A Renovated Memorial Stadium Will be Safe

Publisher
Posted Jan 29, 2007


(So says Cal in Superior Court filings). Superior Court Judge Barbara Miller is expected to rule today (Monday) on plaintiff's requests for a TRO - a temporary restraining order - that if granted would put Cal's Student Athlete High Performance Center ("SAHPC") on hold while the various lawsuits are adjudicated in a future trial.

Perhaps because Memorial Stadium safety is not a key issue in the present court hearings, little attention has been focused on basic Stadium safety issues. Some opponents of the project claim that a renovated stadium can never be safe because it is situated directly on the Hayward Fault, one of the more likely faults in the state to rupture. But that may be because few researchers have examined the University's claims in detail.

The project does NOT call for the western side of the stadium to be built as a single strong reinforced structure. Instead, the west side will be divided into a series of discrete building blocks that can move independently of each other.

The blocks will be separated by 4 to 5 foot "joints" and individually supported on concrete mat foundations - each with stiffening concrete shear walls on all sides. This approach creates a series of strong stiff bunker-like units that could individually translate, rotate, and tilt in response to fault movement without causing significant internal damage to the block.

Each of the blocks will be constructed on a common base elevation with joints that would allow each block to move in the event of a fault rupture - without inducing loads to other parts of the stadium.

The author of the document filed with the court that addresses these stadium design issues is David Friedman, President of Forell/Elsesser Engineers - and a practicing structural and earthquake engineer with 31 years of experience. He supervised the base isolation retrofit of San Francisco City Hall, the Asian Art Museum, Oakland City Hall, and the Berkeley Civic Center - note that the City of Berkeley was F/E's client in the latter case.
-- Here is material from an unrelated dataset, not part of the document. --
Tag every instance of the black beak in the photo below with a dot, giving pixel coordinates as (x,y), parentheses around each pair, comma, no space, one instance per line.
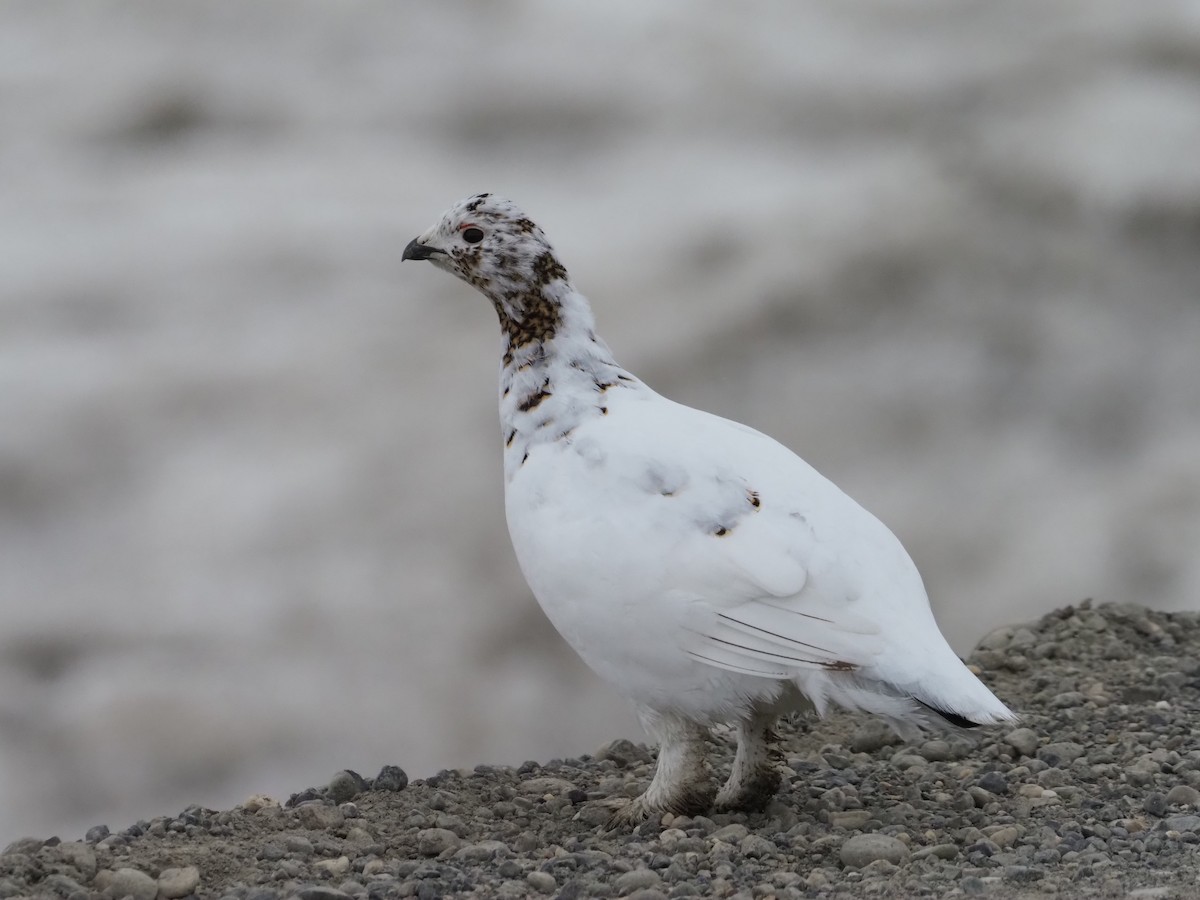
(417,251)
The design of the stadium retrofit - as also that for the SAHPC - has gone through multiple layers of independent technical review by (for example) Degenkolb Engineers, Comartin Consulting, several professors of structural engineering (including Jack Moehle, the Director of the Pacific Earthquake Engineering Research Center, and Prof. Jonathan Bray, Geotechnical Engineer and one of the world's leading experts on fault rupture mechanics), and by the Geotechnical Engineers of Record, Geomatrix Consultants, a diversified technical consulting and engineering firm with offices throughout North America.